<i>Copyright (c) Microsoft Corporation. All rights reserved.</i>

<i>Licensed under the MIT License.</i>

# Train LGBM Recommendation Model on MovieLens
## Using Azure Machine Learning service (Python, CPU)

In [1]:
import os
import shutil
import sys
import lightgbm as lgb
from tempfile import TemporaryDirectory

from ipywidgets import interact
import json
import pandas as pd
import requests

import azureml
from azureml.core import Experiment, Run, Workspace
from azureml.core.compute import AksCompute, AmlCompute, ComputeTarget
from azureml.core.conda_dependencies import CondaDependencies
from azureml.core.image import Image
from azureml.core.image.container import ContainerImage
from azureml.core.model import Model
from azureml.core.webservice import AksWebservice, Webservice
from azureml.train.estimator import Estimator
from azureml.widgets import RunDetails
print("azureml.core version: {}".format(azureml.core.VERSION))

sys.path.append('../..')
import reco_utils
from reco_utils.dataset.movielens import load_pandas_df
from reco_utils.dataset.movielens import GENRES
print("reco_utils version: {}".format(reco_utils.VERSION))

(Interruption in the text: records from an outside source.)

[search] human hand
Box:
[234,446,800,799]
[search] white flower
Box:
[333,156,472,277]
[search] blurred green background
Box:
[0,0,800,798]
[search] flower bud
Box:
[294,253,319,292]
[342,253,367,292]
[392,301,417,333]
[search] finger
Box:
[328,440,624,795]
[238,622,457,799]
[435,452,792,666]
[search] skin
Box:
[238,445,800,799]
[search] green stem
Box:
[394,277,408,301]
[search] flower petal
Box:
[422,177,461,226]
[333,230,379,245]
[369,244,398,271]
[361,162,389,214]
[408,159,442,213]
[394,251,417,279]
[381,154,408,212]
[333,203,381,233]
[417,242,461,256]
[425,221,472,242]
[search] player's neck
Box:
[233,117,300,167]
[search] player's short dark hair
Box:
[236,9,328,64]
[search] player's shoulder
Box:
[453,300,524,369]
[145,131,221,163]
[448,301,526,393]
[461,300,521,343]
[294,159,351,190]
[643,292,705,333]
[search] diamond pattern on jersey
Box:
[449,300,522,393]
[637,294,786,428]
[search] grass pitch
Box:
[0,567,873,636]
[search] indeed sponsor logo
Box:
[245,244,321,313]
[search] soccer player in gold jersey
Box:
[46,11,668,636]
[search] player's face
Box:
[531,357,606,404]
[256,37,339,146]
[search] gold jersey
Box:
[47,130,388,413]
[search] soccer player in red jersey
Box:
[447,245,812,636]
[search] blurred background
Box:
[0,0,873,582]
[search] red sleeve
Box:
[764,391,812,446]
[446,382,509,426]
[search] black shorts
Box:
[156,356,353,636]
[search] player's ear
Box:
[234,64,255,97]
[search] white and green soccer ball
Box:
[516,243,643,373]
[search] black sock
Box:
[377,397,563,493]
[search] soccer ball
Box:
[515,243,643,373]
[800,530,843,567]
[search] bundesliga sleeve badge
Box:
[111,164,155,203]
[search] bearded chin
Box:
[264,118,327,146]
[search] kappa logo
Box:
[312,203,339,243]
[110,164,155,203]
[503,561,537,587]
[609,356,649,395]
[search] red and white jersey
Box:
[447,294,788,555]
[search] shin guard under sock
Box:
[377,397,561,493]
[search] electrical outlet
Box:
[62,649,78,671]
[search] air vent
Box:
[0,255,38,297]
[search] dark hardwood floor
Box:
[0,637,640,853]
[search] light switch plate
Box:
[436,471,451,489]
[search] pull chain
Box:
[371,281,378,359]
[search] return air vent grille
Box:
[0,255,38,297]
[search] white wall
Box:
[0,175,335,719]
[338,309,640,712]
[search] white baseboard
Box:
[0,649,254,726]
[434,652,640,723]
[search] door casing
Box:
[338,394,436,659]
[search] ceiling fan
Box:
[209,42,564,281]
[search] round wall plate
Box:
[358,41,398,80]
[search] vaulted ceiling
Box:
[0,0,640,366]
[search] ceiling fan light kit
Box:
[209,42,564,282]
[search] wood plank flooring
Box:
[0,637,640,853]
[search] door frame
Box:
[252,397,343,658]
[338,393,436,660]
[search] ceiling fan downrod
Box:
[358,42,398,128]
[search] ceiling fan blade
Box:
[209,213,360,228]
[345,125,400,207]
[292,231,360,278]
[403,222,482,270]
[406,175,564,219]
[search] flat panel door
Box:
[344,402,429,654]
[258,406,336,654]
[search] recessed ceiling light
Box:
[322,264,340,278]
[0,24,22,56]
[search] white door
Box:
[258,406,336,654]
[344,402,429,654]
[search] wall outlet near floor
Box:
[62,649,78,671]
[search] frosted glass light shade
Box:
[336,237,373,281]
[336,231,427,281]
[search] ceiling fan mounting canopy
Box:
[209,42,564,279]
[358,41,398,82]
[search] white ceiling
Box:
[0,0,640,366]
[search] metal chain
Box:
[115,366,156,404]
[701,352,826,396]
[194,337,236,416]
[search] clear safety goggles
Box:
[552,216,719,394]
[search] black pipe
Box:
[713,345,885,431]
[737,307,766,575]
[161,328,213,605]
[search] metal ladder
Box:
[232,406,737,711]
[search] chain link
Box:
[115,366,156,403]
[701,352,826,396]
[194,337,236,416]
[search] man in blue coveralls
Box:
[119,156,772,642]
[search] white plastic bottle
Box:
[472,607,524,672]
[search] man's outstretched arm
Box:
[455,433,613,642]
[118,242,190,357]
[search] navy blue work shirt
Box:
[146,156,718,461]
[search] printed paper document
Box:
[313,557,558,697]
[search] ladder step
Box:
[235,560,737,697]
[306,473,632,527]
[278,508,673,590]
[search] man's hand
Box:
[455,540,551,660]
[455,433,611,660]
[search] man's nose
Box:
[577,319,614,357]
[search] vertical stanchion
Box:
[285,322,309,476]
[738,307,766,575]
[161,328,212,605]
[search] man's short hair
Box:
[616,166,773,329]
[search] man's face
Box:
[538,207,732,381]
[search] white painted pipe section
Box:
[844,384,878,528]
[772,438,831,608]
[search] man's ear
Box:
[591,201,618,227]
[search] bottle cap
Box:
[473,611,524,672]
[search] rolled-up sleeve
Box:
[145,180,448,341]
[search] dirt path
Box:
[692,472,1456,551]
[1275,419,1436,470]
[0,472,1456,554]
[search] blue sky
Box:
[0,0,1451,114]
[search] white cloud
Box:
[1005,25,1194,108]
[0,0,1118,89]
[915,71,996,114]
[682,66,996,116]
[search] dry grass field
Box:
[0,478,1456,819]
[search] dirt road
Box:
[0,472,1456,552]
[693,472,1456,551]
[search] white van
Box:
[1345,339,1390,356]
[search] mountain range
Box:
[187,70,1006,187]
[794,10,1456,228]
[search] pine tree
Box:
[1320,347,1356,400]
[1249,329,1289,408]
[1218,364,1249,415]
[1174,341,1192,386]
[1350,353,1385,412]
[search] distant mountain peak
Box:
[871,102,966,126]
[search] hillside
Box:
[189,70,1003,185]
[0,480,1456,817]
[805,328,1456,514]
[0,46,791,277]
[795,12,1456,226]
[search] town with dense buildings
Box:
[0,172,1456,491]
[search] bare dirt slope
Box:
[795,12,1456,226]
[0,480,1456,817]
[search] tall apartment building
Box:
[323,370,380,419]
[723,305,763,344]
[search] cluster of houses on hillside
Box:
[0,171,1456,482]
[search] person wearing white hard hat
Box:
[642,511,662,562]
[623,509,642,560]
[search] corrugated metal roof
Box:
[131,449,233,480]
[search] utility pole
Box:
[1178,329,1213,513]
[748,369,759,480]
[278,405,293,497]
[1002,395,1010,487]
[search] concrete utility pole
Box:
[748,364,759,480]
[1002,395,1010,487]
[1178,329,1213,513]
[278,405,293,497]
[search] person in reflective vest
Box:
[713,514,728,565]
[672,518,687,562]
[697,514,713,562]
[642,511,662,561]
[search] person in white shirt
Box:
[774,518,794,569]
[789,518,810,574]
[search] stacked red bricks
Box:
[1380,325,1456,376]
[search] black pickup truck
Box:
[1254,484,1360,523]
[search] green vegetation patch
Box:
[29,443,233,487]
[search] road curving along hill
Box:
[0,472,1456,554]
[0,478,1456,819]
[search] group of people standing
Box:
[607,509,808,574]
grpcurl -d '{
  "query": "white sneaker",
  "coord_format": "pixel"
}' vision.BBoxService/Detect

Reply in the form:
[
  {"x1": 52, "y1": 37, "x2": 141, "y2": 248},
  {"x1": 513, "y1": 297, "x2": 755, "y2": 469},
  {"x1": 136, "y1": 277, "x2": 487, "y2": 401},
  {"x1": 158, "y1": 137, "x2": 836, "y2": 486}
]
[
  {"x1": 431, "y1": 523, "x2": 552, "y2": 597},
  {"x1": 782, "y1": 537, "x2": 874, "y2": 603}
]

azureml.core version: 1.0.18
reco_utils version: 2019.05


In [2]:
# Point to the path of the config file from Azure portal
ws = Workspace.from_config(path='~/config.json')

Found the config file in: C:\Users\T-DARZHA\Downloads\config.json


In [3]:
# General variables
COL_USER = 'UserID'
COL_ITEM = 'ItemID'
COL_RATING = 'Rating'
COL_TIMESTAMP = 'Timestamp'
COL_TITLE = 'Title'
COL_GENRE = 'Genre'
COL_YEAR = 'Year'

HEADER = (COL_USER, COL_ITEM, COL_RATING, COL_TIMESTAMP)

TOP_K = 10
DATA_SIZE = '1m'

# AML Experiment config
EXPERIMENT_NAME = 'movielens-lgbm'
PIP_PACKAGES = ['azureml-sdk', 'pandas', 'sklearn', 'tqdm', 'lightgbm']

# AML Compute config
CLUSTER_NAME = 'recocluster'
VM_SIZE = 'STANDARD_D2_V2'
MIN_NODES = 0
MAX_NODES = 1

# AML Image config
IMAGE_NAME = 'lgbmnew{}'.format(DATA_SIZE)

# AML Model config
MODEL_NAME = 'lgbm_model.model'
MODEL_PATH = 'outputs/{}'.format(MODEL_NAME)

# AKS config
AKS_NAME = 'akscompute'
AKS_SERVICE = 'aksrecolgbmnew{}'.format(DATA_SIZE)

CURRENT_DIR = os.path.abspath('.')

In [4]:
os.chdir('~/recommenders/notebooks/00_quick_start')
TEMP_DIR = TemporaryDirectory()
print(TEMP_DIR)
def make_temp(name):
    return os.path.join(TEMP_DIR.name, name)

# copy reco_utils dependency to temp dir
shutil.copytree(os.path.join('..', '..', 'reco_utils'), make_temp('reco_utils'))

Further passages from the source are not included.